Mr Barakat did not limit his activism to the plight of those in the Middle East. He asked on Twitter: “Why is it accepted that people wait an hour in the lobby before being seen by a doctor?”, and even extended his goodwill to opposition sportsmen.
Mr Barakat’s wife Yusor Mohammad Abu-Salha, 21, appears alongside him in pictures showing charity work in the US as well. One Facebook post in which she is tagged reads: “Today we passed out dental supplies and food to over 65 homeless people in Raleigh! A big thank you to NC State MSA for sponsoring funds #DowntownSmiles.”
The three victims were recently pictured together at the graduation of Yuzor’s sister, Razan, who ran a blog showing her interest in photography and art.

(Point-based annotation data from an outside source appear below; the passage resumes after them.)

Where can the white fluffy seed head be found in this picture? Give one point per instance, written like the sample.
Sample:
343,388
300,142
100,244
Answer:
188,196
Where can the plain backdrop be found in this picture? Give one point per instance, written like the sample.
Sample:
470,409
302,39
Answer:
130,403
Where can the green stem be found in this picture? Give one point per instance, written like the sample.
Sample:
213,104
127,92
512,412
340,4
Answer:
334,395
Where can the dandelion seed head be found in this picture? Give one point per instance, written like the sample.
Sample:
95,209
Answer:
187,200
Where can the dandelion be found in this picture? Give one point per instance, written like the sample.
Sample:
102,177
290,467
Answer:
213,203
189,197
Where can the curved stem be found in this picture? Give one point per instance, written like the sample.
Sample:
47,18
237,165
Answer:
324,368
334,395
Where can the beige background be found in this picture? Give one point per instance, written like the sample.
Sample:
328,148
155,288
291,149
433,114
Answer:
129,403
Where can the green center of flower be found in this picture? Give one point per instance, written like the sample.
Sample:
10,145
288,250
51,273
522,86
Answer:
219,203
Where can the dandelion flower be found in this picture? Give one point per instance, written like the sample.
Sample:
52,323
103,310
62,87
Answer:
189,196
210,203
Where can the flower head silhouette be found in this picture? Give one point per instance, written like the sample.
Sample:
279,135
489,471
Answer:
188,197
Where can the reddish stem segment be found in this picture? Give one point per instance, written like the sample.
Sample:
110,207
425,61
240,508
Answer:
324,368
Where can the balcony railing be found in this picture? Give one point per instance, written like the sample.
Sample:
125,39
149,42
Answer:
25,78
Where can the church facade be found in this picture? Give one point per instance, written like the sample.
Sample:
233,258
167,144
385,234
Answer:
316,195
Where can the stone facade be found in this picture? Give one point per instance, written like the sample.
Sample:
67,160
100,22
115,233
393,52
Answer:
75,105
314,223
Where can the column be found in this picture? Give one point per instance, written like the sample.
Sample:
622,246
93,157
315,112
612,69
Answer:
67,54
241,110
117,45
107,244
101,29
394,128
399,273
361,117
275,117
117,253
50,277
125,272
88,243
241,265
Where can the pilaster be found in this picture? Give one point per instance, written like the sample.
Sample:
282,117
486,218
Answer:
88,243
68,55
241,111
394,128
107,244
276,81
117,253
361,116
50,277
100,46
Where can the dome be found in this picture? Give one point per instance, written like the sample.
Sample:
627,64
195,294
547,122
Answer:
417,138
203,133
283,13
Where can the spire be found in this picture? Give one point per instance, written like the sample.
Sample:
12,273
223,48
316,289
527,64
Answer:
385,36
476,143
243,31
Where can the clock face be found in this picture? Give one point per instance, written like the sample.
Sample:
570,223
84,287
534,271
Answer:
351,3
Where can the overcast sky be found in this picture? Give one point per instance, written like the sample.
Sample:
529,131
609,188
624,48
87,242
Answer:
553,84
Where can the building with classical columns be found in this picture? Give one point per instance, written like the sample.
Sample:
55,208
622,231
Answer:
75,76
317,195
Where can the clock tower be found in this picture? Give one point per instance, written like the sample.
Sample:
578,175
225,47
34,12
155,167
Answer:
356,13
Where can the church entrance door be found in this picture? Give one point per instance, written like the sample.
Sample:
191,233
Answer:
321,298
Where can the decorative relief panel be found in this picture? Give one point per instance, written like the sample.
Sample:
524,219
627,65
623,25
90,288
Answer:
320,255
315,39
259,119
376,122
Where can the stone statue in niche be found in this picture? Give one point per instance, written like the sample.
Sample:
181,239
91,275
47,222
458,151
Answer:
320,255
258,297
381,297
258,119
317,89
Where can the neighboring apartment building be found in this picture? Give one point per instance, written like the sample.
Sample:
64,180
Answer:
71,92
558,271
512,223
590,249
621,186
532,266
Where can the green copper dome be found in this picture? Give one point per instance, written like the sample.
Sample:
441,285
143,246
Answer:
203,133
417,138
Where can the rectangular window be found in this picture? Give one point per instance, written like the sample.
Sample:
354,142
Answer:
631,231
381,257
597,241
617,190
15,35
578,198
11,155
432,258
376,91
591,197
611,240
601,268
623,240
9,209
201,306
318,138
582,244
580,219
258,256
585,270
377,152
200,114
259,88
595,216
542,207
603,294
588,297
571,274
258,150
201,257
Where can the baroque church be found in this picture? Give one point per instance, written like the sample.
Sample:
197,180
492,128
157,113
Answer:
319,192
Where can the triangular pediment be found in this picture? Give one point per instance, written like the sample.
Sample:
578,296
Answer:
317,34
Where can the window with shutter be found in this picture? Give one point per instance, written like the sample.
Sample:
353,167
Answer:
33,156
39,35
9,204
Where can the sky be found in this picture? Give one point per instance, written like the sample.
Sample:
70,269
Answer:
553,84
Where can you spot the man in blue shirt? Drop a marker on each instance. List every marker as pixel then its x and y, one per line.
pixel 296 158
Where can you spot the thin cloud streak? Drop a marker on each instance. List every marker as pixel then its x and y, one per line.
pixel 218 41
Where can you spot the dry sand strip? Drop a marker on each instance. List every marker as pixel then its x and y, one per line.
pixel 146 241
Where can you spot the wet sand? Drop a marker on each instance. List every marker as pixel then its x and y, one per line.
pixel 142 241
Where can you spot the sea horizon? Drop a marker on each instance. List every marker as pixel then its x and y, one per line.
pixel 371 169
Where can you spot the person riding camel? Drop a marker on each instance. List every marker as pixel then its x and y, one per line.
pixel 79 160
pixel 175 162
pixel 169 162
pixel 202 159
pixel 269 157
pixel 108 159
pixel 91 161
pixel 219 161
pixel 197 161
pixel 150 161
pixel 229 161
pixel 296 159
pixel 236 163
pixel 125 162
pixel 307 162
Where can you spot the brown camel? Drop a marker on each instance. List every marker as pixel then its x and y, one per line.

She had started a degree at North Carolina State University last summer, studying Architecture and Environmental Design, and her Twitter biography read: “I like buildings and other stuff.”
A community Facebook page set up in the memory of the three victims, called “Our Three Winners”, thanked people for their support and said it would carry “official announcements”.
“It sorrows us all to see what has happened here today,” a statement on the page read. “Please rely on each other and remember these beautiful souls in your happy thoughts. Their faith meant a lot to them, and it is in fact what helps us all feel at peace with the tragedy of their murder.”